Improving the coverage of credible sets in Bayesian genetic fine-mapping

Genome Wide Association Studies (GWAS) have successfully identified thousands of loci associated with human diseases. Bayesian genetic fine-mapping studies aim to identify the specific causal variants within GWAS loci responsible for each association, reporting credible sets of plausible causal variants, which are interpreted as containing the causal variant with some “coverage probability”. Here, we use simulations to demonstrate that the coverage probabilities are over-conservative in most fine-mapping situations. We show that this is because fine-mapping data sets are not randomly selected from amongst all causal variants, but from amongst causal variants with larger effect sizes. We present a method to re-estimate the coverage of credible sets using rapid simulations based on the observed, or estimated, SNP correlation structure, we call this the “adjusted coverage estimate”. This is extended to find “adjusted credible sets”, which are the smallest set of variants such that their adjusted coverage estimate meets the target coverage. We use our method to improve the resolution of a fine-mapping study of type 1 diabetes. We found that in 27 out of 39 associated genomic regions our method could reduce the number of potentially causal variants to consider for follow-up, and found that none of the 95% or 99% credible sets required the inclusion of more variants—a pattern matched in simulations of well powered GWAS. Crucially, our method requires only GWAS summary statistics and remains accurate when SNP correlations are estimated from a large reference panel. Using our method to improve the resolution of fine-mapping studies will enable more efficient expenditure of resources in the follow-up process of annotating the variants in the credible set to determine the implicated genes and pathways in human diseases.

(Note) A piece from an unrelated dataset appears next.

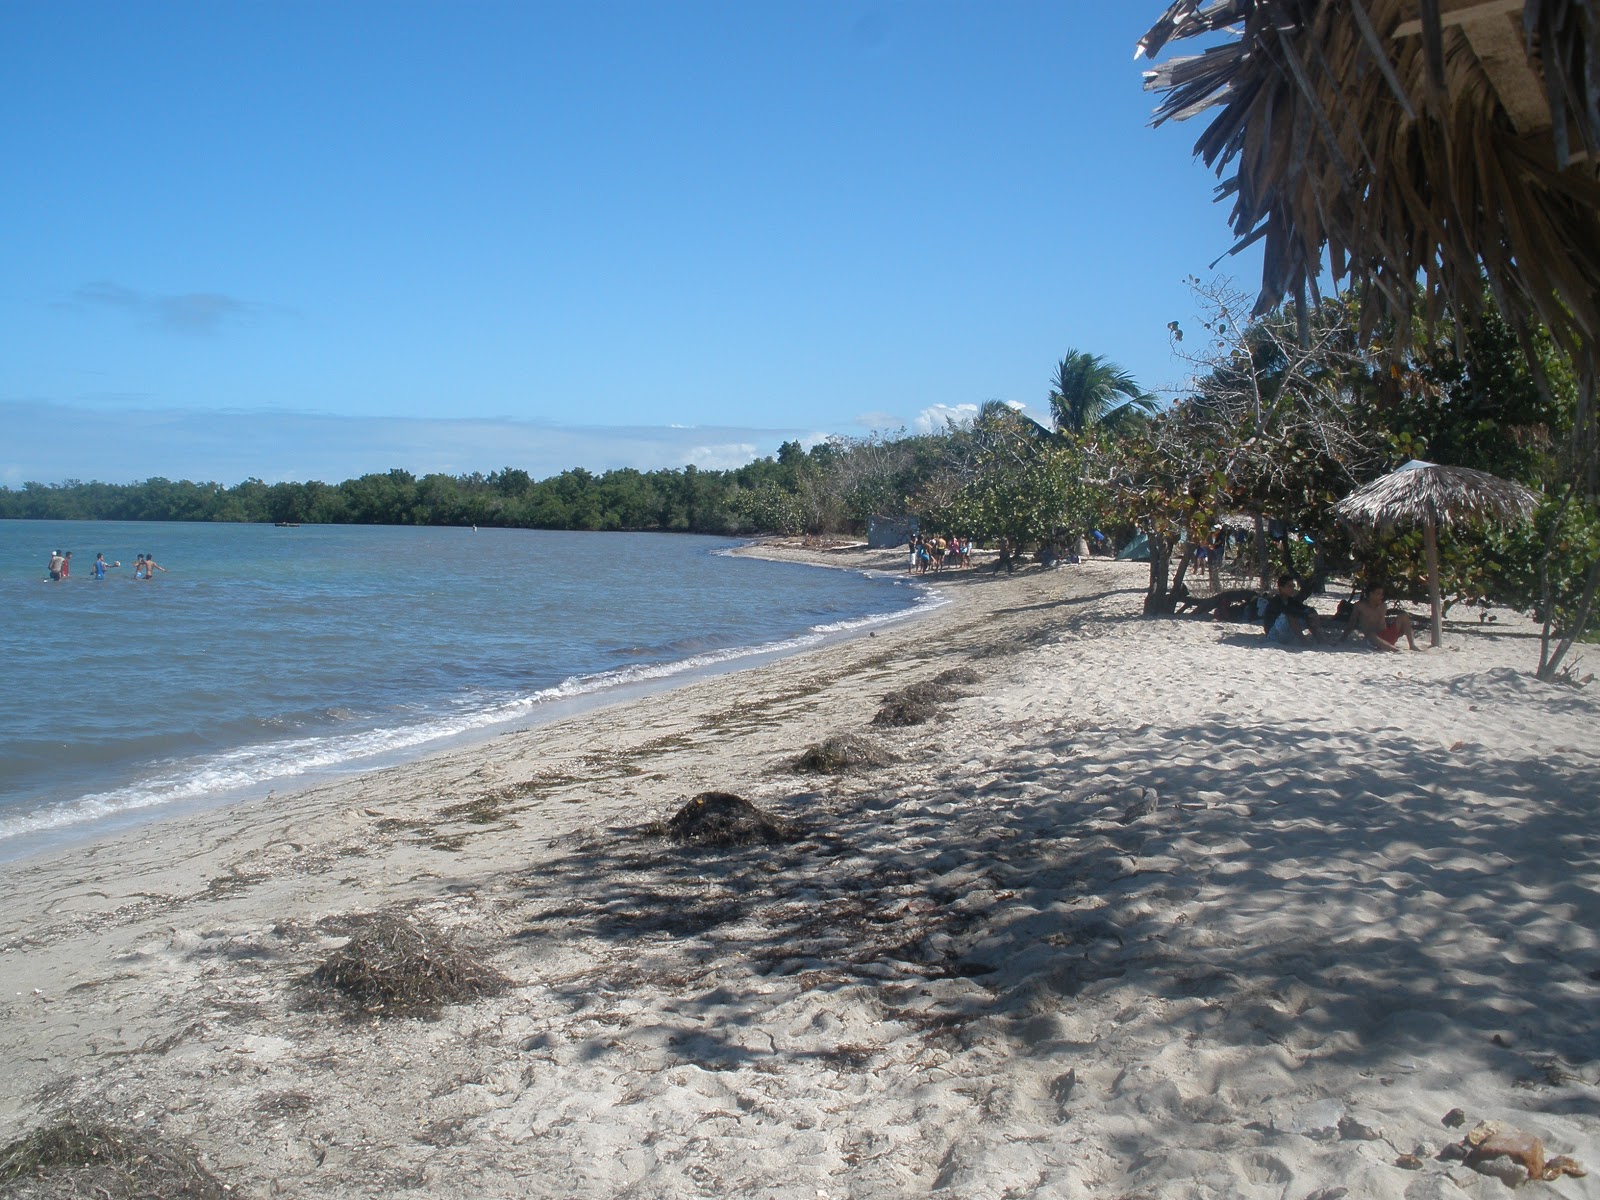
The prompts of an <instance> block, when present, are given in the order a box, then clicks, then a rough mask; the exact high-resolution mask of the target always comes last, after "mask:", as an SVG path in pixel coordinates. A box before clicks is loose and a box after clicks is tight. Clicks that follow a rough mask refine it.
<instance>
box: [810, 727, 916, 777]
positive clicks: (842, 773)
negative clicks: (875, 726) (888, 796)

全基因组关联研究（Genome Wide Association Studies, GWAS）已成功鉴定出数千个与人类疾病相关的基因组位点。贝叶斯遗传精细定位研究旨在挖掘GWAS位点内的特异性致病变异，以解析每一个疾病关联信号，此类研究通常会输出由潜在致病变异构成的可信集，并约定该集合包含真实致病变异的概率为“覆盖概率”。本研究通过模拟实验证实，在多数精细定位场景中，上述覆盖概率存在过度保守的偏差。我们进一步揭示，该偏差的根源在于精细定位所用的数据集并非从所有致病变异中随机抽样得到，而是仅选取了效应量更大的致病变异。我们提出一种基于观测或估计得到的单核苷酸多态性（Single Nucleotide Polymorphism, SNP）相关结构，通过快速模拟重新估计可信集覆盖度的方法，将其命名为“校正覆盖度估计值”。以此为基础，我们进一步拓展得到“校正后可信集”——即满足校正覆盖度估计值达到目标覆盖度要求的最小变异集合。我们将该方法应用于1型糖尿病的精细定位研究以提升其解析度，分析结果显示：在39个关联基因组区域中，有27个区域可通过本方法减少后续需优先排查的潜在致病变异数量；且未出现95%或99%可信集需要纳入更多变异的情况，这一规律在功效充足的GWAS模拟实验中同样得到验证。至关重要的是，本方法仅需使用GWAS汇总统计量即可实现，且当SNP相关结构从大型参考面板中估计得到时，仍能保持良好的准确性。通过本方法优化精细定位研究的解析度，可在后续对可信集内变异进行功能注释、以明确人类疾病相关致病基因及通路的流程中，实现研究资源的更高效配置。